Rerun VEP with the following command:

vep -i 13.32315086-32400268.ALL.chr13_GRCh38.genotypes.20170504.GBR.vcf -o VEP_annot_chr13_GBR_MANE_Can.txt --canonical --mane --cache --symbol --cache --offline

Exercise 5

Rerun VEP with the following command:

vep -i 13.32315086-32400268.ALL.chr13_GRCh38.genotypes.20170504.GBR.vcf -o VEP_annot_chr13_GBR_MANE_Can_gnomadAF.txt --canonical --mane --cache --symbol --af_gnomadg --offline

Exercise 6

Filter for BRCA2 and MANE with the following command:

filter_vep -i VEP_annot_chr13_GBR_MANE_Can_gnomadAF.txt -o VEP_annot_FILT.txt \--filter \"((SYMBOL is BRCA2) and (MANE_SELECT exists) and (gnomADg_AF <= 0.01))"

By adding transcript set, gene symbol and allele frequency information, then using filters based on these, we can reduce the annotated variant set down from 1770 to 78.

To filter to include only the missense results you could add and (Consequence is missense_variant) to the command above.

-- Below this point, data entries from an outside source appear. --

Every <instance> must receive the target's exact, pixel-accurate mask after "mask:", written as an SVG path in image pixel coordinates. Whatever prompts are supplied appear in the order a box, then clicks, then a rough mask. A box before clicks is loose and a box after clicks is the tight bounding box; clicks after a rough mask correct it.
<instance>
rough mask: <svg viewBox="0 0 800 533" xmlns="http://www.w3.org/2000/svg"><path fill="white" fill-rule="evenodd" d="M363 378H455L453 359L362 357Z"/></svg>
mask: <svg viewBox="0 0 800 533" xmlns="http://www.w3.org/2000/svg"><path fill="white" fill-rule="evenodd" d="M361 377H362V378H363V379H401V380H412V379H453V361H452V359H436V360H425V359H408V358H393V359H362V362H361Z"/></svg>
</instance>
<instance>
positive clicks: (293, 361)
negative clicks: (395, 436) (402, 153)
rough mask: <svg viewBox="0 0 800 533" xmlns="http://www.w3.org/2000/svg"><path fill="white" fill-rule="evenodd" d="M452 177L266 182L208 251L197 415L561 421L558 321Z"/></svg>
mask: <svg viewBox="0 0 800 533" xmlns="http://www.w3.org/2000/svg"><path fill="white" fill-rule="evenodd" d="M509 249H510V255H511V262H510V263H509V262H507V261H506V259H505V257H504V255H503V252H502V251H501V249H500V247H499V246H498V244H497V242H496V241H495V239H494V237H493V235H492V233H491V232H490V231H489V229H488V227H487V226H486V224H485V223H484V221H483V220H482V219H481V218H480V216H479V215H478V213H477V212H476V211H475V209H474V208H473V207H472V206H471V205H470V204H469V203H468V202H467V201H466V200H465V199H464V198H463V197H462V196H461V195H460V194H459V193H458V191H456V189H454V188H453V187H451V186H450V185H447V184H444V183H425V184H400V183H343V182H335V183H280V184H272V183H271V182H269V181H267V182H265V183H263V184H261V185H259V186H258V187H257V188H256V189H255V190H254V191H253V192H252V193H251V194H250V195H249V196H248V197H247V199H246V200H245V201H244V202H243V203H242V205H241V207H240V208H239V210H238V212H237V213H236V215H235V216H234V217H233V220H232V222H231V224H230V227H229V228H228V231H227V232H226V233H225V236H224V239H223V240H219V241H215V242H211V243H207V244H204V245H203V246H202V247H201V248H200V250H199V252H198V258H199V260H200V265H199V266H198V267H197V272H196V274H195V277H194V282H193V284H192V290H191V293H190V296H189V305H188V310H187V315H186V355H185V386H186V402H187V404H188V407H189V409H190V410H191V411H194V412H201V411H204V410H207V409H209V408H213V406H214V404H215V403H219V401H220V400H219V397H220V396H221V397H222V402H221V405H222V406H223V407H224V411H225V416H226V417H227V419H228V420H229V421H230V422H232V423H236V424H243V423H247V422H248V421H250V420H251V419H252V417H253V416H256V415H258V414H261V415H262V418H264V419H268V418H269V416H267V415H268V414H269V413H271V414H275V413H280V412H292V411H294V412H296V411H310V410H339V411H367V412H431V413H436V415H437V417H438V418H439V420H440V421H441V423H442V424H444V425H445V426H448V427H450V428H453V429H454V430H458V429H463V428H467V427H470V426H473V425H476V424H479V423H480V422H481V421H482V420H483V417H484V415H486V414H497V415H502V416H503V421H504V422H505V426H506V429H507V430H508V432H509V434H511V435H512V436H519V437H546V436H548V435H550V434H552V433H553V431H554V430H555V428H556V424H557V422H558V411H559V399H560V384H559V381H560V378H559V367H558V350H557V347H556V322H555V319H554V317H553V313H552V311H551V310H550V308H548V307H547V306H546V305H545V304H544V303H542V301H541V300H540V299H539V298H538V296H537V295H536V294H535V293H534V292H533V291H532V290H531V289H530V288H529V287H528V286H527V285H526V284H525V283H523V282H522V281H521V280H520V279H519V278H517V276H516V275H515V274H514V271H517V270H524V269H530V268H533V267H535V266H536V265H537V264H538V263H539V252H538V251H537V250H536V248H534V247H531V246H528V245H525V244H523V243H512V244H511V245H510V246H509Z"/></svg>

There is a missense variant - rs80358762 - you can explore phenotype information related to that variant here. Note that although it’s a rare missense variant in BRCA2, the evidence from multiple ClinVar submitters indicate that it is benign.

Bonus!

This variant is novel and does not have an accessioned ID and is not present in the allele frequency resources. Consider just the missense variant in NUDT15, you can see that prediction tools we enabled(alphamissense, revel and CADD) are all relatively low scores, below those that would normally be thought of as pathogenic. However, some ofthe IntAct and MaveDB scores - which are based on experimental data - indicate that the protein structure is significantly impacted, suggesting this variant may merit further investigation.